Consult with a lawyer
Most personal injury attorneys offer free consultations. Even if you end up not hiring anyone, understanding your rights before you start dealing with the insurer is worth an hour of your time. Once you’ve settled, you can’t undo it.
What NOT to Do
- Don’t give a recorded statement to the at-fault driver’s insurer. You’re not required to, and it is almost never in your interest to do so without legal advice.
- Don’t accept the first settlement offer without understanding your injuries. Early offers are timed to catch you before the full picture is known. Once you sign a release, that’s permanent.
- Don’t post about the accident or your injuries on social media. Defense investigators screenshot everything. A photo from a friend’s birthday party three weeks after a claimed back injury becomes Exhibit A for the insurer.
- Don’t miss medical appointments. Gaps in treatment are used to argue you’ve recovered or that the injury wasn’t serious.
- Don’t exaggerate your symptoms to anyone — ever.

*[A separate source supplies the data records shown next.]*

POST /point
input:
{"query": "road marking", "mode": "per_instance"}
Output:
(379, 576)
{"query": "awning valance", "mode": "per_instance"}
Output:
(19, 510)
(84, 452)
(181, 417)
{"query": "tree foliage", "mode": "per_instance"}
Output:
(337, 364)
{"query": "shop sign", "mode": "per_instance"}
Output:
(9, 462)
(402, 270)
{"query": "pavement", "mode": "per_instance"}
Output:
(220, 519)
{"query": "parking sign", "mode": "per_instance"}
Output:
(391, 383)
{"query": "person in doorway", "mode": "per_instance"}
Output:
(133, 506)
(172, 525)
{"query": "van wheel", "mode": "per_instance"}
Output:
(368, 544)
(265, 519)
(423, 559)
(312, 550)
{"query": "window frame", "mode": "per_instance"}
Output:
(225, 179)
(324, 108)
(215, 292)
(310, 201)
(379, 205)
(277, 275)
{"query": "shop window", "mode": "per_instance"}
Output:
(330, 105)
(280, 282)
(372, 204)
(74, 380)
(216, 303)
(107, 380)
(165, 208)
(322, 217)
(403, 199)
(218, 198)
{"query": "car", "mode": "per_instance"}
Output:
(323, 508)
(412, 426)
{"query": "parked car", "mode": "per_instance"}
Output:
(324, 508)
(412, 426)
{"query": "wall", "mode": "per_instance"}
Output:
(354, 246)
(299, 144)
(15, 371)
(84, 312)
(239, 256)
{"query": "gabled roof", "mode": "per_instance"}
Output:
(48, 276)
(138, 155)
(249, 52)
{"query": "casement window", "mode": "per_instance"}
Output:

Consistency and honesty are what make injury claims credible. Exaggeration in medical records or depositions destroys credibility entirely.
- Don’t wait too long to act. NC has a 3-year statute of limitations for most injury claims, but critical evidence — witness memories, surveillance footage, black-box data from vehicles — disappears long before the deadline.
When to Call a Lawyer
You don’t need a lawyer for every fender-bender. But these situations almost always warrant at least a consultation:
- Anyone was transported by ambulance or admitted to a hospital.
- You have any injury that required more than a single doctor visit.
- You missed work because of the accident.
- The other driver’s insurer is already contacting you with settlement offers.
- There’s any dispute about who was at fault.
- The other driver was uninsured or underinsured.
- A government vehicle was involved (different legal rules apply).
The consultation is free. The downside of not calling — settling for less than your case is worth, missing a deadline, giving a recorded statement that hurts your case — can be permanent.